I am single, will be 66 in January 2017 and was born in 1951. Could I file for Social security benefits at my FRA benefit level, draw them for about a year and then stop/suspend them from age 67 to 70 and let them grow with delayed retirement credits? I would keep working 66 to 70 and the money from the year of benefits would allow me to pay off about $12,000 in credit card debt, some of which is at 6.7%/year and some at about 7.7% per year.

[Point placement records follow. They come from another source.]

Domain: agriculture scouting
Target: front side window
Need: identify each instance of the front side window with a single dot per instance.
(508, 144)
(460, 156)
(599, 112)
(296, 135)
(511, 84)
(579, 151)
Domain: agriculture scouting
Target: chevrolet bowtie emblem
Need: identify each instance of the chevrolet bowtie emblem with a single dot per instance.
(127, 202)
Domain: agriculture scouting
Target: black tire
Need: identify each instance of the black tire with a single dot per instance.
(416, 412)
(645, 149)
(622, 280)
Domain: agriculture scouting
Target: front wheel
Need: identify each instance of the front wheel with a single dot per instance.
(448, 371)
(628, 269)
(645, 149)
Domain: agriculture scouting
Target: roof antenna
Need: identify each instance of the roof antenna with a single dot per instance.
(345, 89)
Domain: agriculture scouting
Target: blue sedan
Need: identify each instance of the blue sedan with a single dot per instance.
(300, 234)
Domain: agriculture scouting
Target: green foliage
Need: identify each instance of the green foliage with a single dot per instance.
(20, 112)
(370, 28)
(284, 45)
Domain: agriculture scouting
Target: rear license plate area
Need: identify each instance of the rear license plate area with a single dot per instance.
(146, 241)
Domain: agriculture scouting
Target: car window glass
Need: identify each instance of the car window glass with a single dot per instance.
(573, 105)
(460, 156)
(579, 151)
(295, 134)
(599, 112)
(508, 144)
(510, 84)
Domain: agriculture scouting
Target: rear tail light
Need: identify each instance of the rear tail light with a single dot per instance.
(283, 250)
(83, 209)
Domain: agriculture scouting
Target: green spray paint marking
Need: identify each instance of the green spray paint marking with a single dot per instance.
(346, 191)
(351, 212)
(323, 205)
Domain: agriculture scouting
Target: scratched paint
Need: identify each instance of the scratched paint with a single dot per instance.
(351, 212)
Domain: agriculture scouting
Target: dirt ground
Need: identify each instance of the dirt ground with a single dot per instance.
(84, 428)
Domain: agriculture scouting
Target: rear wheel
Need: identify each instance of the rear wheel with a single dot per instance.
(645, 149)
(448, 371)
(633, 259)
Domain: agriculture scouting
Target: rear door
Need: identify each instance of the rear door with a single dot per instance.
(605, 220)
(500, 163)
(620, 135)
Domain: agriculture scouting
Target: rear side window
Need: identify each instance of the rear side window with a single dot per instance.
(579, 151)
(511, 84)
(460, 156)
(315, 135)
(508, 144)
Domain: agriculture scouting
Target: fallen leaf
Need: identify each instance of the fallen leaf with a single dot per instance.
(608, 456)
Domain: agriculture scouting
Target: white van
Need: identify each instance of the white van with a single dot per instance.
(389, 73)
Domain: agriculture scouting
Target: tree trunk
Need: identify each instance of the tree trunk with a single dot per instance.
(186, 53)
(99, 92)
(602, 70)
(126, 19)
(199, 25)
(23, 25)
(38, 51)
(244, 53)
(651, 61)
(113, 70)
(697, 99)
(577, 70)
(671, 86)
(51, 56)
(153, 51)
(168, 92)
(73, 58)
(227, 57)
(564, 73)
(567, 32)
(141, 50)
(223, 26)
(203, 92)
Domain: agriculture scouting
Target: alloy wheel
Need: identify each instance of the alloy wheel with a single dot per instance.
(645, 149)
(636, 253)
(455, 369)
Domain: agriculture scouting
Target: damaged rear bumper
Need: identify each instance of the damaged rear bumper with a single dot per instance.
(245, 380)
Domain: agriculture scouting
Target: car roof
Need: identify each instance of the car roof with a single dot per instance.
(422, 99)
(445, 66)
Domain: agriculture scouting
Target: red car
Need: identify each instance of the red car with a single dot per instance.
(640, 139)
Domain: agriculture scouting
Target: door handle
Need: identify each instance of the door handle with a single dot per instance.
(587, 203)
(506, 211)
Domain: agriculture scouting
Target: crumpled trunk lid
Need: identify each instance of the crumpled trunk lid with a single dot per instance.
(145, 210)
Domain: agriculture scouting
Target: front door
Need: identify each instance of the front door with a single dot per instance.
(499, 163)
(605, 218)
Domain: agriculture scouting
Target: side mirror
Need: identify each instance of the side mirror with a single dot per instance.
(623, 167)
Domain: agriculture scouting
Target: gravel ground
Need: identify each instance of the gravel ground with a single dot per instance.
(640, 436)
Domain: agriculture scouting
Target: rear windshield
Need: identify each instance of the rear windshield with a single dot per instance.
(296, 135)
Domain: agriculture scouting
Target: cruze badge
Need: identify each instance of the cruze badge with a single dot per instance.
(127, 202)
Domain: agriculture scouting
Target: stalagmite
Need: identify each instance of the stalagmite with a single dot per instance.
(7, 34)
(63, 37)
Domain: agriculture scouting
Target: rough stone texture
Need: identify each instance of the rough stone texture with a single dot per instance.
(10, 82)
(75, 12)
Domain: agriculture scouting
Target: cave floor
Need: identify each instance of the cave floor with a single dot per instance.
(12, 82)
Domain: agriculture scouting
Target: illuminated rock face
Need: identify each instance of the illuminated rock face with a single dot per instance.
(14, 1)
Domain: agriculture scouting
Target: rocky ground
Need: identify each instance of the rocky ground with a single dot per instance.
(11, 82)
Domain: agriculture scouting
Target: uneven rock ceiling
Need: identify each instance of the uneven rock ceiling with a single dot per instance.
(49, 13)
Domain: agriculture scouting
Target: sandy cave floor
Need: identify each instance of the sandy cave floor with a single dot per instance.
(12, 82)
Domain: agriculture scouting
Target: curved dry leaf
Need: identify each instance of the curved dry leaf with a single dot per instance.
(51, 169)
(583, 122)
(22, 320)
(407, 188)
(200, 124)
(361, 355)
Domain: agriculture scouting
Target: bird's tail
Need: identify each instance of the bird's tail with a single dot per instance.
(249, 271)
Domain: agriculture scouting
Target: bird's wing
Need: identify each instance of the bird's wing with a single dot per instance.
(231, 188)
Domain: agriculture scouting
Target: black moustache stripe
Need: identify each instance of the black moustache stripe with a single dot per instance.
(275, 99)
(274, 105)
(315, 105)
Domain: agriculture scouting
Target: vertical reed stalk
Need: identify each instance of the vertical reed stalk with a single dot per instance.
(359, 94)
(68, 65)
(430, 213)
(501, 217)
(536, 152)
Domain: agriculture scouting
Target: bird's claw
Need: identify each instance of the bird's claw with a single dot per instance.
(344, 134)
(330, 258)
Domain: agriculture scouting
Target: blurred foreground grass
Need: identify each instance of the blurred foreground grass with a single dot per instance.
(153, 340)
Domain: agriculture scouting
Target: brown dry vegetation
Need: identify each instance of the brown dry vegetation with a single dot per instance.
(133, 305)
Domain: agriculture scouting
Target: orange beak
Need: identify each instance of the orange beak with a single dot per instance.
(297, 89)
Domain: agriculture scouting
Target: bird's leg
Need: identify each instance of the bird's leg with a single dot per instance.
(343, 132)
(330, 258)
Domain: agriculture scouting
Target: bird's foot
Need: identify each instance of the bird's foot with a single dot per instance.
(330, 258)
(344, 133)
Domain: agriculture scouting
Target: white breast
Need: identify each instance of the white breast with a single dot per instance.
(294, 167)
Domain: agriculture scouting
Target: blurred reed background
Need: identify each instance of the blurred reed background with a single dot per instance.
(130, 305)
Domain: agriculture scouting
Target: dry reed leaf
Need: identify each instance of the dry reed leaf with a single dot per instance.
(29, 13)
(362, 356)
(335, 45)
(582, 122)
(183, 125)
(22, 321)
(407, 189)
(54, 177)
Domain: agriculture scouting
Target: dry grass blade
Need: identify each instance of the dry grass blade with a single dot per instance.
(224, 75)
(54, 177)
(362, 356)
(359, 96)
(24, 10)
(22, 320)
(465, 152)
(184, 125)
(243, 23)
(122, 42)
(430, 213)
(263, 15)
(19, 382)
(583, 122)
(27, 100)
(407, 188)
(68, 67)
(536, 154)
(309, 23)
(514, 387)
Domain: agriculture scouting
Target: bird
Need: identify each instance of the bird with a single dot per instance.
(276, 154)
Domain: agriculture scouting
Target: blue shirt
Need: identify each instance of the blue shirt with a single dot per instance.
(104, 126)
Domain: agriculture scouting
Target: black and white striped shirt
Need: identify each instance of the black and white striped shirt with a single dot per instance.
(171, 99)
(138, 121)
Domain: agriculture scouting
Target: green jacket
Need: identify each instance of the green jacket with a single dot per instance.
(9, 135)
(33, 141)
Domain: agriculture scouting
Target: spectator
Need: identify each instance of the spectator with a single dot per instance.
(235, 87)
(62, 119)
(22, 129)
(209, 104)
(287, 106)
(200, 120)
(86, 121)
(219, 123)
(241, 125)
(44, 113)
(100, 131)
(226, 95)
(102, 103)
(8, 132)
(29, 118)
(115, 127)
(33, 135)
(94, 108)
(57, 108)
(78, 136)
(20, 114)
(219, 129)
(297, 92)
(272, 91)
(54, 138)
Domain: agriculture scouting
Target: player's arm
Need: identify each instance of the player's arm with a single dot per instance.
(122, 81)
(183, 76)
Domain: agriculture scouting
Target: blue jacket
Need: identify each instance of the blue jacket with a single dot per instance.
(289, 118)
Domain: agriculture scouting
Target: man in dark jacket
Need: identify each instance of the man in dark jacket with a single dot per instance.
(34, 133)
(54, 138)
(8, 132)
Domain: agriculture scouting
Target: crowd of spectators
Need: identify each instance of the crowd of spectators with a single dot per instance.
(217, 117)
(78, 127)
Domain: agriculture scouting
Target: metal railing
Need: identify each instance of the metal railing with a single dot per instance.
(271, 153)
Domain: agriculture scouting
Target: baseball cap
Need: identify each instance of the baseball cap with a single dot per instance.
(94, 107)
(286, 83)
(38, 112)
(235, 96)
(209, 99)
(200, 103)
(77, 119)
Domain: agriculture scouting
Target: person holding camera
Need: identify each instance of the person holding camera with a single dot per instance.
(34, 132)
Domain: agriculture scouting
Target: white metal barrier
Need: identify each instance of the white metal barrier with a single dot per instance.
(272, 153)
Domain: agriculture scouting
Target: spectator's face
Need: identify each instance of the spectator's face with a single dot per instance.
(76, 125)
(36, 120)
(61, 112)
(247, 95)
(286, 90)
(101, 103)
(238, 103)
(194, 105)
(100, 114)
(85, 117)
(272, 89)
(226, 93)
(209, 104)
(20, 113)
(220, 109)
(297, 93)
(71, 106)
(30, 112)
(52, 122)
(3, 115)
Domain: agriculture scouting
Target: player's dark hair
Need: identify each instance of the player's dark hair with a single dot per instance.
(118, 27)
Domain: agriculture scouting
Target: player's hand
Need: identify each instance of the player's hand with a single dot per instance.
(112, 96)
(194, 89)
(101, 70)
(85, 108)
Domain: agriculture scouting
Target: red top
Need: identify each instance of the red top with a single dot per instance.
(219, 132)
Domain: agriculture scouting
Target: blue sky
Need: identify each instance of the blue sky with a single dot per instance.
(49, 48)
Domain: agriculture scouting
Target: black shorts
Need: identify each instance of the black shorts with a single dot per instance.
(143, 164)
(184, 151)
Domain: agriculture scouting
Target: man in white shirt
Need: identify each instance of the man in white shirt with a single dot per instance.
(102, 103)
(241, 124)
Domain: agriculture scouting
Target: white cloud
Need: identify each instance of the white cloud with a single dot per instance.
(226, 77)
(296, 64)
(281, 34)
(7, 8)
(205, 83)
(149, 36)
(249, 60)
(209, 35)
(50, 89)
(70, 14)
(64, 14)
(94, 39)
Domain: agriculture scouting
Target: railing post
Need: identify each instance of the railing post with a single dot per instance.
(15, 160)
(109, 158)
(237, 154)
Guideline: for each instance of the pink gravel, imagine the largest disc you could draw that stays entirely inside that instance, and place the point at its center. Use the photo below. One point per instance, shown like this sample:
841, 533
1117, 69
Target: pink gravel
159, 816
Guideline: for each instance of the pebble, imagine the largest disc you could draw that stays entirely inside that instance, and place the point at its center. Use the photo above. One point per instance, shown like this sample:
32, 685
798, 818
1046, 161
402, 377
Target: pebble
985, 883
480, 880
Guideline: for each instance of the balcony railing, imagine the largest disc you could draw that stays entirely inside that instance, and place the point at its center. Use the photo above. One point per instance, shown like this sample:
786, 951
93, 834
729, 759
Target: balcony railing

I am 66. My wife is 63. If she applies for reduced benefits (for which I will receive spouse benefit), then suspends from age 66 till age 70, will her benefit with delayed retirement credits be based on her full FRA benefit or her early reduced benefit?
This is what we refer to as the start-stop-start strategy. Basically, your wife would keep the reduction she takes for starting prior to full retirement age (FRA), and the delayed retirement credits (DRC) would be calculated based on her reduced benefit amount.